I agree that having such an example as the first one is confusing. Given that a large part of the point of Apache Arrow is passing data columnar data between libraries in different languages in memory, it makes some sense.

CyberDildonics

9 hours ago

It's not how you interact with the data in your own C++ code, it's for passing this data to other in-process consumers (libraries etc). While in the example it calls the release function, this is usually just passed to a downstream consumer and it's their responsibility to call it.

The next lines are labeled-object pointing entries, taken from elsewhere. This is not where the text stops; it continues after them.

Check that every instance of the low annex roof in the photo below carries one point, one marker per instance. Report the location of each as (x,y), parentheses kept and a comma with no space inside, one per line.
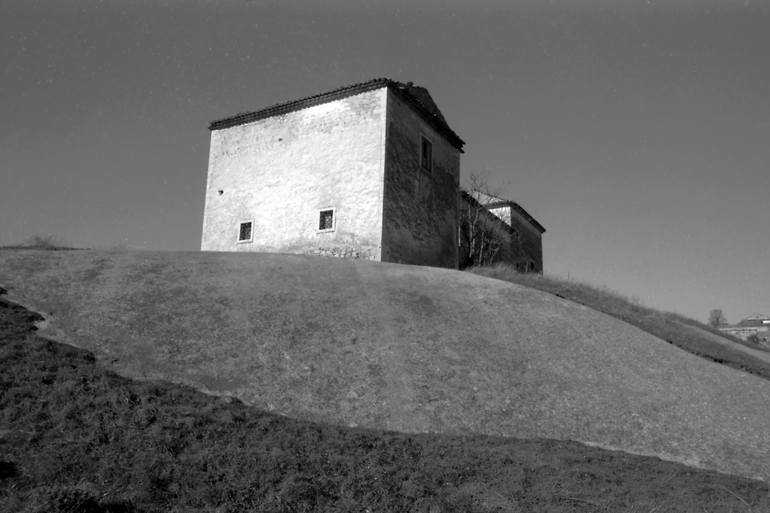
(491,201)
(417,97)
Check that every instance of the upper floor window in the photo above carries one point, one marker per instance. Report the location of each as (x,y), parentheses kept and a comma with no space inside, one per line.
(326,220)
(426,155)
(246,231)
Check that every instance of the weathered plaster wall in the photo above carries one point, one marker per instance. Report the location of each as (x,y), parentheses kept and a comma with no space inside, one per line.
(420,208)
(508,252)
(280,171)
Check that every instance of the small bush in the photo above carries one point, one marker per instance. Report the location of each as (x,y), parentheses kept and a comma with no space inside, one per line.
(47,242)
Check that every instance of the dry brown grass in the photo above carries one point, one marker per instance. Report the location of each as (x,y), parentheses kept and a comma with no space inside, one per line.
(77,438)
(397,347)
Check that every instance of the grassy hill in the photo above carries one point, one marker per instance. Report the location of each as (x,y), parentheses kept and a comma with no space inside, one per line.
(688,334)
(397,347)
(75,437)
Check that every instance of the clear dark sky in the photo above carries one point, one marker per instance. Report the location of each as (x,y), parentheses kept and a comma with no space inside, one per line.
(637,132)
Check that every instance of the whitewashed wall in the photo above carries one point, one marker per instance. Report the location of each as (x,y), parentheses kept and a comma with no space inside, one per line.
(281,170)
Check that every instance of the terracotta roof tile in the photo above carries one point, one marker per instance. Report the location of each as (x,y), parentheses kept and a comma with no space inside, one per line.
(417,97)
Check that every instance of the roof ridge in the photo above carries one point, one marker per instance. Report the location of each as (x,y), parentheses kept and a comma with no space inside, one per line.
(402,89)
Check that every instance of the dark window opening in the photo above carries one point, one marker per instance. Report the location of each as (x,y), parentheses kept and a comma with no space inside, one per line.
(426,155)
(244,232)
(326,220)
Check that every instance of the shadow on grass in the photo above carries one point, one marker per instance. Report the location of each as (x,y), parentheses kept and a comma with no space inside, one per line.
(76,437)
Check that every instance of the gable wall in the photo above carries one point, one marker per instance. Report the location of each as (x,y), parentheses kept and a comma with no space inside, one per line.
(420,208)
(281,170)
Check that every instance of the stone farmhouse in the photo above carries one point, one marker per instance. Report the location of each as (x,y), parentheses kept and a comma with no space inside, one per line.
(370,170)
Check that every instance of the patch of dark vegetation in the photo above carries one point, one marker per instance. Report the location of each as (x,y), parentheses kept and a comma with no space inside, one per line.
(673,328)
(76,437)
(42,242)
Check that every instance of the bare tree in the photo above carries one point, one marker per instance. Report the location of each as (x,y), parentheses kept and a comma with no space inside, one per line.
(481,232)
(717,318)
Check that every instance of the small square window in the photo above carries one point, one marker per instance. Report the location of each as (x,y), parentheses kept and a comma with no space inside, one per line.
(326,220)
(245,231)
(426,155)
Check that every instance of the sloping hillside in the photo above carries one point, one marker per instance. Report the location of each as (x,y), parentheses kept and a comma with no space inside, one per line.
(406,348)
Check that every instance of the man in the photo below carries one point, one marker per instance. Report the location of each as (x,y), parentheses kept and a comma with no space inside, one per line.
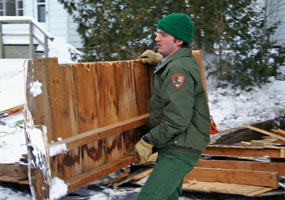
(179,117)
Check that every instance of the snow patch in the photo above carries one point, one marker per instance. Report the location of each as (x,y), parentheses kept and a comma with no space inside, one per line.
(58,188)
(57,149)
(35,89)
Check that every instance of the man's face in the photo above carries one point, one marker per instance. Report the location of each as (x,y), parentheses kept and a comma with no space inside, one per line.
(166,44)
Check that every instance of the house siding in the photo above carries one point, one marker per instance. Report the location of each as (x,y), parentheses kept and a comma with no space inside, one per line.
(58,22)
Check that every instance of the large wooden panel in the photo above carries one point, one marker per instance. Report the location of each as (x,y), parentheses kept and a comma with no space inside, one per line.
(84,99)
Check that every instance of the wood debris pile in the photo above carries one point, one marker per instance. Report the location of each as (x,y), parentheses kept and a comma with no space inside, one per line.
(248,168)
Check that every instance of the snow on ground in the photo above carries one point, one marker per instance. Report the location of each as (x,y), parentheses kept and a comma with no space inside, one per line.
(230,109)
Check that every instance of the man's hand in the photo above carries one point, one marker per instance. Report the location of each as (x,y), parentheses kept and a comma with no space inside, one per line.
(144,150)
(150,57)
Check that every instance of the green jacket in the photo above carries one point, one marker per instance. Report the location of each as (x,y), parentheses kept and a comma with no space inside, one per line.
(179,116)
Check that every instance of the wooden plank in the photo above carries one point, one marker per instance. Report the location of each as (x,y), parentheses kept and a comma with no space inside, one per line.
(99,172)
(264,132)
(13,109)
(14,170)
(279,131)
(62,105)
(226,188)
(99,133)
(244,165)
(230,150)
(244,177)
(109,112)
(86,87)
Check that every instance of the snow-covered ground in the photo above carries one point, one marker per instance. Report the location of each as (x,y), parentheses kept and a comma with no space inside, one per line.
(230,109)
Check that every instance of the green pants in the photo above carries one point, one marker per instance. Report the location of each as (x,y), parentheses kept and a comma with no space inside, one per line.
(165,181)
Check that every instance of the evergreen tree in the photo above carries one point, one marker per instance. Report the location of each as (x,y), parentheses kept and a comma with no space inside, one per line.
(250,58)
(119,30)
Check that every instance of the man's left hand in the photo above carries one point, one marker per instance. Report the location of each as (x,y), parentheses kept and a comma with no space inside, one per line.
(144,150)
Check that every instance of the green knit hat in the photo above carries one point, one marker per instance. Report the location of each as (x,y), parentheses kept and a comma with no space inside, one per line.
(178,25)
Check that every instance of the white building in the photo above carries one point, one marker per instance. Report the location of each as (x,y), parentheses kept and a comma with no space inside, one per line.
(56,20)
(50,13)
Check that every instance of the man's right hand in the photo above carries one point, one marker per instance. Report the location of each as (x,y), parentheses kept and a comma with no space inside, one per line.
(150,57)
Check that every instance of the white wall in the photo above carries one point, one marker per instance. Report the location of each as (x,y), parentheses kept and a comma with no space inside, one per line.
(58,22)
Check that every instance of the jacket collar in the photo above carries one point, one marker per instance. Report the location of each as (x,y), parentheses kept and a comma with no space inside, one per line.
(182,52)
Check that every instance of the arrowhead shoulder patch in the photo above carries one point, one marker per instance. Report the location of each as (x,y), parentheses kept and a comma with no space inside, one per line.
(177,80)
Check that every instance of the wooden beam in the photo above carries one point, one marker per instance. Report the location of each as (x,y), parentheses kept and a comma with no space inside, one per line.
(97,134)
(99,172)
(279,131)
(14,170)
(244,177)
(244,165)
(265,132)
(230,150)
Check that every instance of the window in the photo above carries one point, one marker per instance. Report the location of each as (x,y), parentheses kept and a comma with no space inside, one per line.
(11,8)
(41,10)
(19,8)
(2,13)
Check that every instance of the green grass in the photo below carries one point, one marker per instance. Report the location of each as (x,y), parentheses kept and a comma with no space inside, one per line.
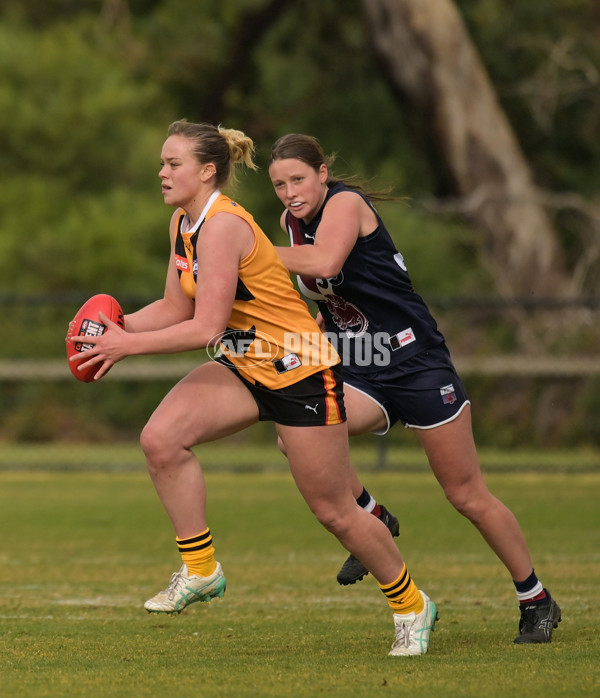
(81,551)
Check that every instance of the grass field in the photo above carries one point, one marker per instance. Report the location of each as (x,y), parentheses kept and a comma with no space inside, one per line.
(82,549)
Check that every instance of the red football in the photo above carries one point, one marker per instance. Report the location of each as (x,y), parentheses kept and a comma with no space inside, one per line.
(87,322)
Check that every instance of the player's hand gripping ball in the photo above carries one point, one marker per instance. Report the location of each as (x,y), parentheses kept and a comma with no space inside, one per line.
(87,322)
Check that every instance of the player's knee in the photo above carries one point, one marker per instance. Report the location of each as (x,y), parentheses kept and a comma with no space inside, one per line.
(154,445)
(330,519)
(466,501)
(281,446)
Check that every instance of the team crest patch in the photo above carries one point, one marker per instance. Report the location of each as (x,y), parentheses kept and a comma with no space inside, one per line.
(448,394)
(287,363)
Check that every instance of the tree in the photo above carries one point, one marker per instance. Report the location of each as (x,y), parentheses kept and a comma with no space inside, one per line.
(429,58)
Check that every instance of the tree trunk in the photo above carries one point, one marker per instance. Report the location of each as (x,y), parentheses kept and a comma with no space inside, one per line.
(430,59)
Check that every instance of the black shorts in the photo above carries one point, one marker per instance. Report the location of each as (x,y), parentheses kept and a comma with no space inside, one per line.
(315,401)
(423,392)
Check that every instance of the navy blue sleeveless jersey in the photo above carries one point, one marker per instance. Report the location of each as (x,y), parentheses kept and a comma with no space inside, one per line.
(370,308)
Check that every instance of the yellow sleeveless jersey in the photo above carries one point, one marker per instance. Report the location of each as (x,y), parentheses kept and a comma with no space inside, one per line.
(271,337)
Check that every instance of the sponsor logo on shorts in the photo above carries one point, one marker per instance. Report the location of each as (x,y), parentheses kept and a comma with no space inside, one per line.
(448,394)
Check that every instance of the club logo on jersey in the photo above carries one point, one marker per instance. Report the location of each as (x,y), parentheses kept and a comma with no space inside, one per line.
(346,316)
(287,363)
(448,394)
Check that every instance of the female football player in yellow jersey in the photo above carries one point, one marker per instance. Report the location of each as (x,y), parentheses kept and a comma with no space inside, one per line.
(226,288)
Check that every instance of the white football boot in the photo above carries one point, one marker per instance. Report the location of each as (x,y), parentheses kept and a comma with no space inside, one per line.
(412,630)
(183,591)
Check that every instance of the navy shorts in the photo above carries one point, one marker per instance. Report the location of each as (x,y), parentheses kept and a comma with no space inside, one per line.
(315,401)
(422,392)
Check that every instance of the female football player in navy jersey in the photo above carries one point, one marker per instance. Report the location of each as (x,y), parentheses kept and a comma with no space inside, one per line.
(226,287)
(396,365)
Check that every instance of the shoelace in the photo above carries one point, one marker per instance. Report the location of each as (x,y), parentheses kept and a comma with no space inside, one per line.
(170,590)
(403,636)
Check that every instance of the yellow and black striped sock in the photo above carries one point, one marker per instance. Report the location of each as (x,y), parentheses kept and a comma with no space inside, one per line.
(403,595)
(198,554)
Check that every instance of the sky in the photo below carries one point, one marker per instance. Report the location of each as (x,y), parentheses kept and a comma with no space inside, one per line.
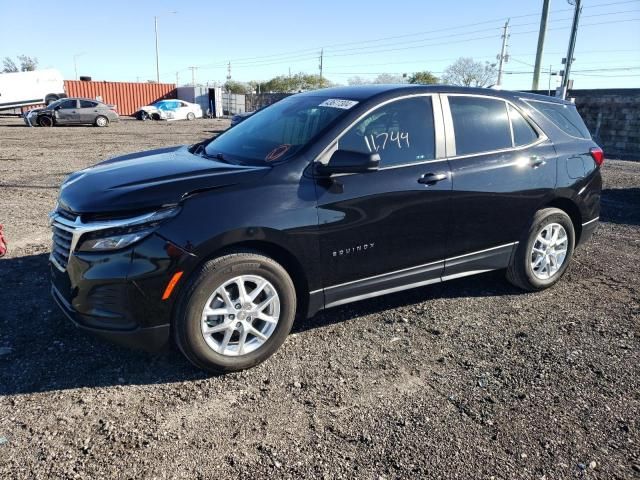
(115,40)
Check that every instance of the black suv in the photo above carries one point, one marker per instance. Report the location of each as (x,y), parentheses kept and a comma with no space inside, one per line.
(324,198)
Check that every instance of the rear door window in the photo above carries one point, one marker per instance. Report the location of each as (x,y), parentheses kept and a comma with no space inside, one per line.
(68,105)
(523,132)
(566,117)
(481,124)
(401,132)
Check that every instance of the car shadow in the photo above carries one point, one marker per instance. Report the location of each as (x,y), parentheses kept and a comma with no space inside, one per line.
(40,350)
(620,205)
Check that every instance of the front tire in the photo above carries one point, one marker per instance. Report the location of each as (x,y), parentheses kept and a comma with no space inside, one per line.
(235,313)
(101,121)
(544,253)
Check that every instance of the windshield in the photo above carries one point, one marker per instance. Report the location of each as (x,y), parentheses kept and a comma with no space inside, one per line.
(279,131)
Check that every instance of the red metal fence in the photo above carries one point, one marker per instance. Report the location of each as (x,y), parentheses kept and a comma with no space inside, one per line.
(128,96)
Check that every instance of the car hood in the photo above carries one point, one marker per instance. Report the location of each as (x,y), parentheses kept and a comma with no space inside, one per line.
(149,179)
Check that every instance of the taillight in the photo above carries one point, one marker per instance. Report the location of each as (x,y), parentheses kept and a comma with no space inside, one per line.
(598,155)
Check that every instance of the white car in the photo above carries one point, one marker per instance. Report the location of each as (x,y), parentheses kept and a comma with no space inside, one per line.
(170,110)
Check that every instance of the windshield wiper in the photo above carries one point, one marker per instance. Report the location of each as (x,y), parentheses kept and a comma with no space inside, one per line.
(216,156)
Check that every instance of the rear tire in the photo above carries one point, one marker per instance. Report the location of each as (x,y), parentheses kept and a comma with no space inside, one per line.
(544,253)
(101,121)
(206,292)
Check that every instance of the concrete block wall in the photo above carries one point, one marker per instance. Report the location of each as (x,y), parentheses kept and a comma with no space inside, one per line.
(613,118)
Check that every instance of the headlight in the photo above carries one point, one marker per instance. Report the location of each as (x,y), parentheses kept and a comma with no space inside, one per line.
(114,243)
(123,233)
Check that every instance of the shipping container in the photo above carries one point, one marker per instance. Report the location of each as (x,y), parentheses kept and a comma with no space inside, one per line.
(127,96)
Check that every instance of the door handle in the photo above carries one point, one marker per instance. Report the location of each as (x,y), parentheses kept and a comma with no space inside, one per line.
(432,178)
(536,161)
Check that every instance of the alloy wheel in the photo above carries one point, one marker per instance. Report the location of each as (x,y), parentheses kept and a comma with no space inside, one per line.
(240,315)
(549,251)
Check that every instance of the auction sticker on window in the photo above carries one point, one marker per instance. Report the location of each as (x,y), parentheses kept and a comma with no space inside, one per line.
(338,103)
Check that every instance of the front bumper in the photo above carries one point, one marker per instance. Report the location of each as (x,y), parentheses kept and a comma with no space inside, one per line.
(118,295)
(587,231)
(150,338)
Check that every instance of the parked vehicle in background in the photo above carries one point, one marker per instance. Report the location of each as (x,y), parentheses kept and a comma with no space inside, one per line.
(324,198)
(170,110)
(70,111)
(21,89)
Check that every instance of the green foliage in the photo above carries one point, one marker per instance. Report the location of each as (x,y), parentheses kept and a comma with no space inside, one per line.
(294,83)
(423,78)
(468,73)
(27,64)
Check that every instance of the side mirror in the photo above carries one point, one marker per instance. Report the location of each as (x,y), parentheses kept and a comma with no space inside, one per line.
(345,161)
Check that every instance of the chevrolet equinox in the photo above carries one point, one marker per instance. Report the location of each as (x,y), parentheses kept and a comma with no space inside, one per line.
(324,198)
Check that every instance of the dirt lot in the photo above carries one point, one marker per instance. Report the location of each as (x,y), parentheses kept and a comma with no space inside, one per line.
(468,379)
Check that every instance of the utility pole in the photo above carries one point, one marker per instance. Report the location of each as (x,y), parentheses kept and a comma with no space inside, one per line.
(572,46)
(155,24)
(541,34)
(504,57)
(75,62)
(193,75)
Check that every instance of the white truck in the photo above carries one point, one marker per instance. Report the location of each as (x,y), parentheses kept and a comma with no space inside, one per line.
(22,89)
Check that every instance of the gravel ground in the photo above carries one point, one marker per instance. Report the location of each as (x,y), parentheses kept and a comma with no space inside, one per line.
(467,379)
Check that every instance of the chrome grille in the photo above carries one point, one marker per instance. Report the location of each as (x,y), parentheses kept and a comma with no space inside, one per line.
(62,225)
(61,247)
(67,215)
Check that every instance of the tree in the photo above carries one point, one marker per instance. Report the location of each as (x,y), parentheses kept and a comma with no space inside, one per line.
(380,79)
(27,64)
(423,78)
(9,66)
(294,83)
(233,86)
(468,73)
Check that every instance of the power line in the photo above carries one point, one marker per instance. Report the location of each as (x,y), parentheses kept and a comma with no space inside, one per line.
(265,60)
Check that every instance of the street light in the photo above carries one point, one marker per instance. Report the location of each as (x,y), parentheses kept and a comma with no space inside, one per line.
(155,24)
(75,62)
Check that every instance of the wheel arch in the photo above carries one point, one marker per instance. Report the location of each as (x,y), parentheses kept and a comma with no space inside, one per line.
(280,254)
(569,207)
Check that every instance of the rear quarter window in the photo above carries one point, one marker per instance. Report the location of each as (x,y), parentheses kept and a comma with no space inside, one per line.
(565,117)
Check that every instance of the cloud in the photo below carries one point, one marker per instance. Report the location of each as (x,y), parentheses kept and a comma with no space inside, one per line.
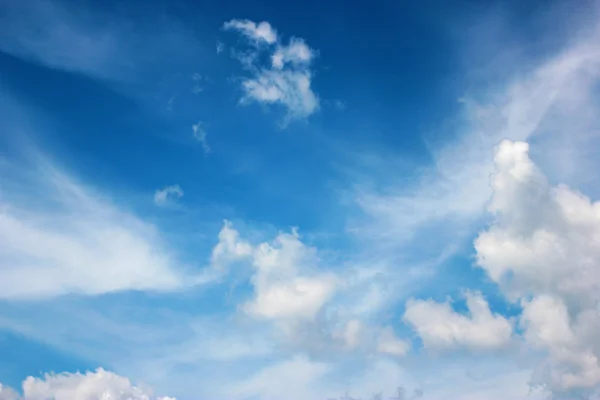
(261,32)
(296,53)
(285,283)
(448,196)
(7,393)
(220,47)
(545,239)
(100,384)
(83,242)
(287,80)
(441,328)
(388,343)
(200,135)
(544,247)
(163,196)
(91,41)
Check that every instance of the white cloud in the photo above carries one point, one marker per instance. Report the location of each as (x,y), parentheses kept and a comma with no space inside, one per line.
(83,242)
(544,244)
(292,379)
(452,193)
(287,87)
(545,239)
(230,247)
(200,135)
(285,285)
(163,196)
(90,40)
(440,327)
(388,343)
(287,81)
(296,52)
(351,334)
(220,47)
(7,393)
(261,32)
(98,385)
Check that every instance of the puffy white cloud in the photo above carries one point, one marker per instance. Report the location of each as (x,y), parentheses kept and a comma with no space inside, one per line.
(83,242)
(98,385)
(261,32)
(296,52)
(440,327)
(287,81)
(286,285)
(230,247)
(544,239)
(162,196)
(200,135)
(7,393)
(449,195)
(388,343)
(544,247)
(92,41)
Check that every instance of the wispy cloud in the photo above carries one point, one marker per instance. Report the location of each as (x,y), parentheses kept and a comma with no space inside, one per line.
(200,135)
(256,33)
(441,328)
(287,80)
(542,248)
(84,40)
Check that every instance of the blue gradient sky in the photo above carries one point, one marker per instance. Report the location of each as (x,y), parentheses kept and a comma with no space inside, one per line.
(267,200)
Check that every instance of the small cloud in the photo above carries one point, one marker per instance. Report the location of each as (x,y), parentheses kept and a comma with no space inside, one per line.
(200,135)
(163,196)
(257,33)
(339,105)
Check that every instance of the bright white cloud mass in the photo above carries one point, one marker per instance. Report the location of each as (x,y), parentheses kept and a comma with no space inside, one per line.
(406,248)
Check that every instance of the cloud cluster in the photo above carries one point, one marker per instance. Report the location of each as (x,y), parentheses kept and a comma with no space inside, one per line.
(442,328)
(287,285)
(286,79)
(544,249)
(97,385)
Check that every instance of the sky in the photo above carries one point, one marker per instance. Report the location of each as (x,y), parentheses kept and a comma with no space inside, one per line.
(299,201)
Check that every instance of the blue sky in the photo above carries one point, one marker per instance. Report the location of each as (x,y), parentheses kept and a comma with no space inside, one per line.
(266,200)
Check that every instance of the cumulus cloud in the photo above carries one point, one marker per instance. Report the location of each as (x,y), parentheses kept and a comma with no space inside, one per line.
(544,247)
(286,283)
(90,41)
(163,196)
(261,32)
(388,343)
(287,80)
(441,328)
(550,102)
(285,286)
(545,239)
(99,384)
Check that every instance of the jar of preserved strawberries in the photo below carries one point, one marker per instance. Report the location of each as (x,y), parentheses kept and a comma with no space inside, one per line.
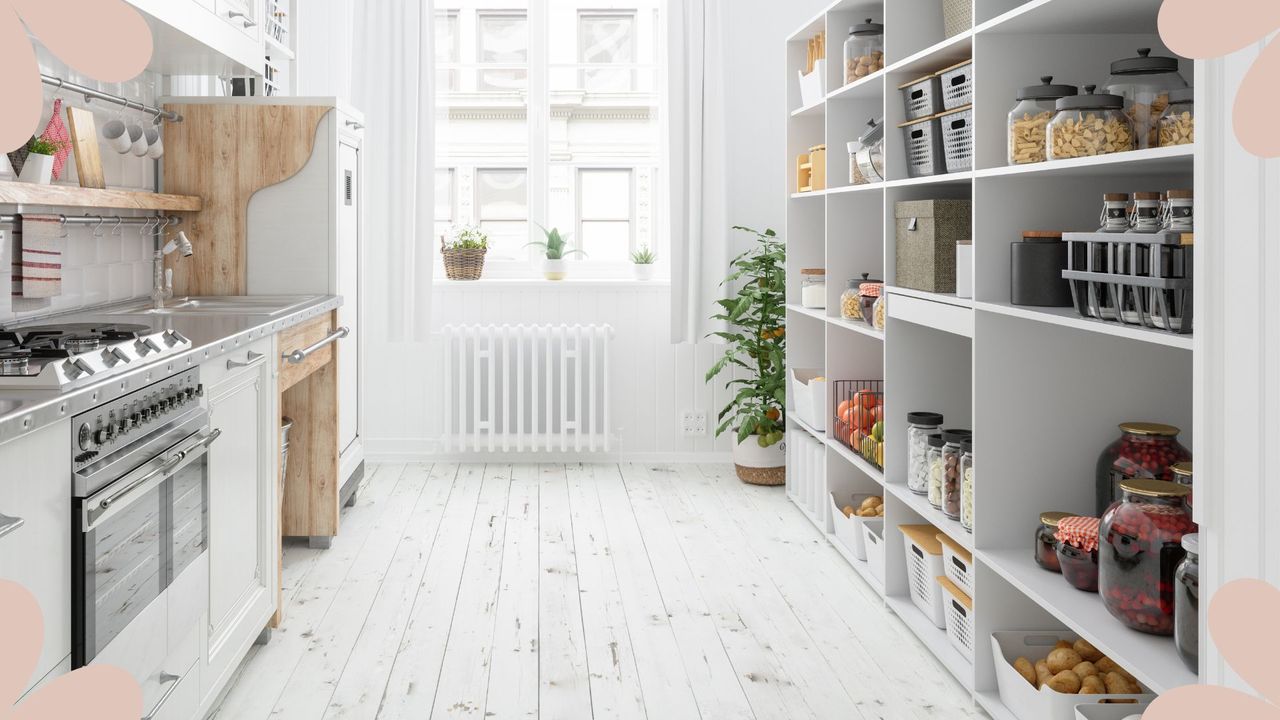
(1144,450)
(1139,548)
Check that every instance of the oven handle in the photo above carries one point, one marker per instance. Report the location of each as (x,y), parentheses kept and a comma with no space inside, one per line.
(95,513)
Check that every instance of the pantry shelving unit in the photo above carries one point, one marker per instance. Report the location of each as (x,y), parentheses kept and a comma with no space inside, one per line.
(1042,388)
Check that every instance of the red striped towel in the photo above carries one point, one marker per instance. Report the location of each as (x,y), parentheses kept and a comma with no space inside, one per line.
(37,256)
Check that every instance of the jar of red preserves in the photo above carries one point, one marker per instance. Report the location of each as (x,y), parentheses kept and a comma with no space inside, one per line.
(1139,547)
(1046,542)
(1144,450)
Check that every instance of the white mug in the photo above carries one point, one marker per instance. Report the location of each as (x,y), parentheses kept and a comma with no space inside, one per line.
(117,136)
(155,146)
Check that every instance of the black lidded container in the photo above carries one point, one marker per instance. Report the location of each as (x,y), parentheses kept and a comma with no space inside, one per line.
(1037,265)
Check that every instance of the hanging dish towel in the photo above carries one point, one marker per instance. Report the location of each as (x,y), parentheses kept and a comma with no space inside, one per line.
(37,256)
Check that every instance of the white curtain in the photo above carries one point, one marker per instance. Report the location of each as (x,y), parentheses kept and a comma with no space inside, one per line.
(393,82)
(696,154)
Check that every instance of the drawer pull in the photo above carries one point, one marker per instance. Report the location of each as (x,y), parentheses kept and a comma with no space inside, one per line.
(297,356)
(9,524)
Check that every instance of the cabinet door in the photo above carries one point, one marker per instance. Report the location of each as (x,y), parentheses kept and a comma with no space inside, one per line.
(241,516)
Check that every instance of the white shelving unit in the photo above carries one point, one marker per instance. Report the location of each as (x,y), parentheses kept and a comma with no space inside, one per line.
(1042,388)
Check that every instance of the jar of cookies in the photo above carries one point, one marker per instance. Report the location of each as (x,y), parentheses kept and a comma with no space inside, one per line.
(1088,124)
(1146,83)
(864,50)
(1031,115)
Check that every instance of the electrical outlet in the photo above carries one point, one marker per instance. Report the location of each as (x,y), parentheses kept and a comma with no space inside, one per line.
(694,423)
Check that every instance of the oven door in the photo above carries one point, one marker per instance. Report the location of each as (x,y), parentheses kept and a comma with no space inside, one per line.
(132,540)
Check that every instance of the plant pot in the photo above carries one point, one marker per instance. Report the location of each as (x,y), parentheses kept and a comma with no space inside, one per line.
(39,169)
(759,465)
(554,269)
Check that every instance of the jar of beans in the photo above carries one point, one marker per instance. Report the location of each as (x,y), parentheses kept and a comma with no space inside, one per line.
(919,427)
(1144,450)
(1139,547)
(1187,604)
(967,488)
(1046,541)
(1078,552)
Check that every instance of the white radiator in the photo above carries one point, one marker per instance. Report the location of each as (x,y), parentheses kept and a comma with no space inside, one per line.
(520,388)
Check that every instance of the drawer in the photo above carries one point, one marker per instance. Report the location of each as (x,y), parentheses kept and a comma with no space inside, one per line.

This seems like a strange rationalizations when you don't need to have explicit release to be able to pass it to something else.

pjmlp

10 hours ago

RAII predates C++98, I was already used to it in Turbo C++ for MS-DOS, and is pity we need to keep advocating for it as something extraordinary.

ender341341

4 hours ago

I think you're partly making the point for them, RAII has been idiomatic C++ since before c++ was standardized. It wasn't even idiomatic c++98 to be missing it, so to be missing it in c++20 library definitely still isn't.

CyberDildonics

9 hours ago

This doesn't have anything to do with what they said, they didn't say RAII was new.

pjmlp

8 hours ago

Might be misunderstood by others not skilled in C++ when reading,

> This doesn't look like RAII. How is this idiomatic for C++20?

CyberDildonics

7 hours ago

You can try to be insulting if you want but if you could explain the connection I think you would have already.

pjmlp

5 hours ago

I wasn't.

CyberDildonics

2 hours ago

You weren't what? Who are you saying "isn't skilled in C++" here and why would that matter?

mgaunard

15 hours ago

The official arrow implementation is already in C++11, not sure what the value proposition of this is.

rfoo

13 hours ago

<rant>The official Arrow C++ implementation is just ergonomic warts, full of `const std::shared_ptr<T>&` bs. Trying to use it to manipulate data always give me headache telling apart WTH is an Array, ArrayData, Buffer, and the typed Array interfaces are barely usable. The original official Rust port inherited all the mis-designs too. On the Rust side someone created arrow2 [0] to fix it.</rant>

And I'm glad there's a good C++ impl too.

[0] https://github.com/jorgecarleitao/arrow2

mgaunard

3 hours ago

that's because a given Arrow column is actually several arrays of arrays.

Array, ArrayData and Buffer map to different layers of the abstraction.